BASIC
FACTS
Prostate cancer refers to a malignant tumor that arises from the lining of
the small tubules of the prostate gland (also called Adenocarcinoma). There
are other types of tumors that can be found in the prostate but they are very
rare. In the U.S. there are about 230,000 men that are diagnosed with prostate
cancer each year and about 30,000 men die of prostate cancer annually. It
is the most common non skin cancer malignancy and second most common cause
of cancer death in men. A man is diagnosed with prostate cancer every 3 minutes
and a man dies of prostate cancer every 17 minutes.
DIAGNOSIS
Prostate cancer is initially suspected if there is abnormal rectal examination
or an elevation of a blood test called Prostate Specific Antigen (PSA). The
next step is a biopsy of the prostate using an ultrasound placed in the rectum.
Several small samples are obtained from various regions of the prostate gland.
Gleason
Score
If prostate cancer is noted on the biopsy, then the aggressiveness of
the tumor is graded on a scale called the Gleason Score. The score ranges
from 2 to 10 but scores less than 5 are very rarely used. The higher the number,
the more aggressive the cancer tends to be. Most patients have a score of
6 or 7.
Stage
The stage of prostate cancer refers to extension of the cancer outside the
prostate gland or possible spread to other body parts. Based on the Gleason
score, PSA values and physical exam your doctor may recommend further testing.
If the various factors seem favorable no further testing is required because
the chance of spread is low and the early stage is very likely. If the clinical
factors are worrisome, such as high Gleason score or very high PSA, then there
is a more significant risk of spread and radiological testing is warranted.
The two most common areas of spread are pelvic lymph nodes and bone.

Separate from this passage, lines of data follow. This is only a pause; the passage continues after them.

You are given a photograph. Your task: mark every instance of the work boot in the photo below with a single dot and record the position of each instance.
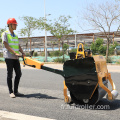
(12, 95)
(18, 94)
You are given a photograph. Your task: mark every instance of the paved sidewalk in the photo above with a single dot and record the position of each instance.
(111, 68)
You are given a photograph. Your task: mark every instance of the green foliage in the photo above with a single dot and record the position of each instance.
(31, 24)
(73, 50)
(60, 27)
(1, 31)
(112, 47)
(109, 60)
(65, 47)
(35, 54)
(55, 53)
(98, 47)
(42, 53)
(27, 54)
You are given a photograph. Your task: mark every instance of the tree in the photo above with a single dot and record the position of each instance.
(60, 28)
(1, 31)
(31, 24)
(102, 18)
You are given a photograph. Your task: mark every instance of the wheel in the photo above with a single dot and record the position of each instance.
(91, 101)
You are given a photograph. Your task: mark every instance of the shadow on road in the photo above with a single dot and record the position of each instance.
(39, 96)
(112, 105)
(103, 104)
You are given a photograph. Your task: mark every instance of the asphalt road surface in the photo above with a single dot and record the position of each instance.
(44, 98)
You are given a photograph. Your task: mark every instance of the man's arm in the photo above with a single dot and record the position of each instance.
(20, 49)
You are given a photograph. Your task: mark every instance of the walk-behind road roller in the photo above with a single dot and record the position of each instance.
(86, 77)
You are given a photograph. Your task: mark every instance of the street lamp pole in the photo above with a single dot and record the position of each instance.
(45, 33)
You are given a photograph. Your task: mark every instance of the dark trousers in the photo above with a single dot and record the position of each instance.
(13, 64)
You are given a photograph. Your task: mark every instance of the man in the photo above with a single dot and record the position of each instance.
(11, 50)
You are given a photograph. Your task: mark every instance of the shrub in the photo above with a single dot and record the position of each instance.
(35, 54)
(27, 54)
(56, 53)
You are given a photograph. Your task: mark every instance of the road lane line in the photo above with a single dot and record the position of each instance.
(17, 116)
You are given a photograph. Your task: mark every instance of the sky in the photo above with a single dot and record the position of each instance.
(35, 8)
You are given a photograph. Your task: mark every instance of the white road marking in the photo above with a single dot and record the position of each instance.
(17, 116)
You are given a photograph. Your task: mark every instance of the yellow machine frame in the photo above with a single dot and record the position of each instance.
(101, 69)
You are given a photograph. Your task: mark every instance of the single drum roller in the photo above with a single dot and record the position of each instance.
(86, 77)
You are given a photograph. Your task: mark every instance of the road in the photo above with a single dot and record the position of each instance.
(44, 98)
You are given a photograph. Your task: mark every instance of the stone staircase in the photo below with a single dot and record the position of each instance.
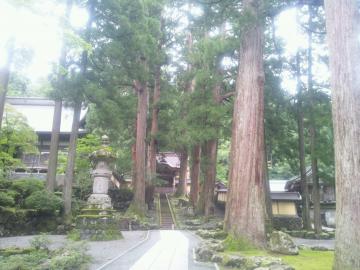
(166, 222)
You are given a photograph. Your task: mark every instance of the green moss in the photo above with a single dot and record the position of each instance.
(135, 212)
(15, 251)
(237, 243)
(74, 235)
(94, 216)
(107, 235)
(311, 260)
(307, 259)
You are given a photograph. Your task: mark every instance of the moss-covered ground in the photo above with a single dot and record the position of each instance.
(306, 260)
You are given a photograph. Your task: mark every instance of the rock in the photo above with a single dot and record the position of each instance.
(324, 235)
(204, 254)
(320, 248)
(299, 234)
(303, 247)
(215, 234)
(281, 267)
(217, 258)
(193, 222)
(309, 235)
(235, 261)
(282, 243)
(61, 229)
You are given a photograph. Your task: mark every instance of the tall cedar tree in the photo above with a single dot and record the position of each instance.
(55, 132)
(343, 28)
(70, 165)
(245, 208)
(4, 78)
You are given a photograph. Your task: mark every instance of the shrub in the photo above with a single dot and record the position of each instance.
(6, 199)
(40, 242)
(5, 183)
(72, 256)
(44, 201)
(25, 188)
(287, 222)
(121, 198)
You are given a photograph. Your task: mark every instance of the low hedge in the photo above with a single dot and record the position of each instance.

A CT
scan of the abdomen and pelvis and a special imaging study called a bone scan
are the most common tests utilized. Clearly if these tests are normal that
is a good sign, however small microscopic areas of spread may be impossible
to detect.
TREATMENT
We
hope you find this information helpful, however it should not be used in the
treatment of any specific patient. Please consult your doctor.
Watchful
Waiting
Prostate cancer tends to progress slowly. In fact, many patients will eventually
die of something other than prostate cancer. If a patient has an early stage
disease with favorable parameters and has a life expectancy less that 10-15
years, then watchful waiting may be an option. The benefits are that the patient
avoids any of the risks and side effects of the various treatments. However,
the patient is at risk of the disease growing and spreading.
Hormone
therapy
Prostate cancer needs the male hormone testosterone for growth. The
testosterone level can be greatly reduced with medical therapy or surgical
removal of the testicles. Hormone therapy is usually used for advanced stages
of prostate cancer when cure is not possible. In early state disease, it can
be used on a short term basis to compliment other therapies, such as radiation
therapy
Cryo-therapy
This form of therapy uses small probes to freeze the prostate gland,
which causes cancer cell death. The new versions have reduced some of the
earlier problems seen with damage to the urethra and sexual function.
Radiation
therapy
High energy radiation can be focused on the prostate gland. Cancer
cells are sensitive to this form of radiation. This results in the death of
cancer cells. Radiation can be delivered either through multiple brief treatments
of external beams of radiation or through the placement of many radioactive
seeds directly into the prostate gland. Radiation therapy is usually
well tolerated. Some men develop bladder or rectal injury which is usually
mild or moderate. The problems can include urinary problems, rectal pain and
gradual loss of sexual function.
Surgery
The surgical treatment of prostate cancer is Radical Prostatectomy.
This involves the removal of the entire prostate and two small appendages
called the Seminal Vesicles. The bladder is then sutured back to the urethra
in order to re-establish the urinary tract. Sometimes the local lymph nodes
will be removed based on the likelihood of lymph node spread.
Traditionally this was performed through an incision from the bellybutton to the pelvic bone (Radical Retro-pubic Prostatectomy) or through an incision between the rectum to the scrotum (Radical Perineal Prostatectomy). However, with advancement of modern techniques such as small telescopes and long instruments, the procedure can be performed through several small incisions. This procedure is called a Laparoscopic Radical Prostatectomy. With this technique the patients have less pain and recover quicker. Also there is significantly less blood loss. The surgical outcomes are not compromised and may even be better due to the magnified view. Surgical robots can be helpful in performing this procedure. After any form of radical prostatectomy, the patients may have difficulty with urinary control. This is usually temporary and over 90% of men regain good urinary control in the months following surgery. Better understanding of basic anatomy allows us to perform the surgery without damaging the nerves that are responsible for erections. By sparing the nerves the risk of impotency is reduced. This is referred to as a Nerve Sparing radical prostatectomy. Most men who have good sexual function are a candidate for nerve sparing.